No, I'm not an action fan. I'm actually a pretty big RPG fan, which is the one part of me that wants to hold onto hope everytime a game like this is released. I've always thought a non-action sandbox game such as this, but with an odd twist (think Groundhogs Day or Back to the Future) would be tremendous, but they always turn into sloppy detective games.

Re:Will they ever learn? (1)

Hatta (162192) | more than 4 years ago | (#30474486)

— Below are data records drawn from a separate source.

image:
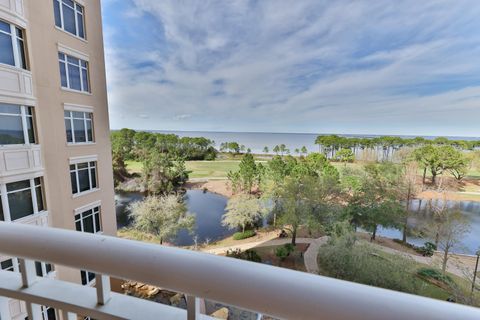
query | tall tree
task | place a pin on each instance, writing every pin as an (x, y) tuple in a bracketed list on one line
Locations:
[(448, 227), (242, 211)]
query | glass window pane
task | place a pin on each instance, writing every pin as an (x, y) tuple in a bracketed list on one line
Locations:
[(79, 115), (98, 226), (68, 128), (73, 178), (31, 130), (83, 274), (84, 180), (89, 131), (74, 77), (79, 126), (63, 75), (38, 268), (20, 204), (7, 265), (9, 108), (69, 19), (6, 49), (18, 185), (11, 130), (94, 177), (81, 32), (21, 54), (4, 26), (88, 224), (73, 60), (56, 11), (86, 86), (39, 194)]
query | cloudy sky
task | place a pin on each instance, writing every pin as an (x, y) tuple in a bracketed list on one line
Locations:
[(376, 67)]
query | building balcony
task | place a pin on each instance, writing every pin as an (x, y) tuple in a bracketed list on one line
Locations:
[(20, 160), (266, 290), (16, 85), (13, 11)]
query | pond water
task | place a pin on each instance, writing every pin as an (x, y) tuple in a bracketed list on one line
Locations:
[(471, 210), (208, 208)]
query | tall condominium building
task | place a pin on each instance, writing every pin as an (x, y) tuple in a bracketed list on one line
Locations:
[(55, 155)]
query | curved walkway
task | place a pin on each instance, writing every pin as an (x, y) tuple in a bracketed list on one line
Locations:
[(309, 257)]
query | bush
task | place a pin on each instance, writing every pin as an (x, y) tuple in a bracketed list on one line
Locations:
[(427, 250), (435, 274), (364, 264), (249, 255), (244, 235), (282, 253)]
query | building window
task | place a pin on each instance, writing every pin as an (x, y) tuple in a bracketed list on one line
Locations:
[(79, 127), (16, 124), (87, 277), (48, 313), (89, 221), (12, 45), (25, 198), (69, 16), (8, 265), (83, 176), (73, 73)]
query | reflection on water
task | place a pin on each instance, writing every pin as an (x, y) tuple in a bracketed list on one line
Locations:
[(208, 208), (470, 209)]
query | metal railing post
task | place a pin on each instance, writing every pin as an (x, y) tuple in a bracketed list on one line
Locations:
[(29, 277), (193, 308), (103, 288)]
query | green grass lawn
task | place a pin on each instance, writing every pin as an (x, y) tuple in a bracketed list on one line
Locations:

The industry is learning. They're learning that there's room for more than yet another JRPG or FPS. Yeah, I'm not big on the QTE mechanic, and wish that adventure games would go back to point and click. But this is better than nothing. I'd still love to see a Shenmue III BTW.

Re:Will they ever learn? (0)

Anonymous Coward | more than 4 years ago | (#30480956)

While QTE might not work for every game, point&click really has run its course and it needs to be replaced ASAP. The game mechanics of the adventure genre haven't really changed much in 20 years, since Maniac Mansion came out and they have really run rather stale at this point.

One of the nice things of Fahrenheit/IndigoProphecy was how it moved away from the normal item hording and contrived puzzles, instead the game gave you a believable interactive world. Where your actions where much more realistic. It also had some nice elements in the control scheme, that while not really important for the game, did a good thing to enhance the interactive feel, for example you opened doors with your analog stick and it wasn't a simple flat animation, but instead the speed of your sticks movement determined how fast your character would open the door.

Heavy Rain seems to improve on that even more, by for example including action icons into the scene instead of just in a flat HUD.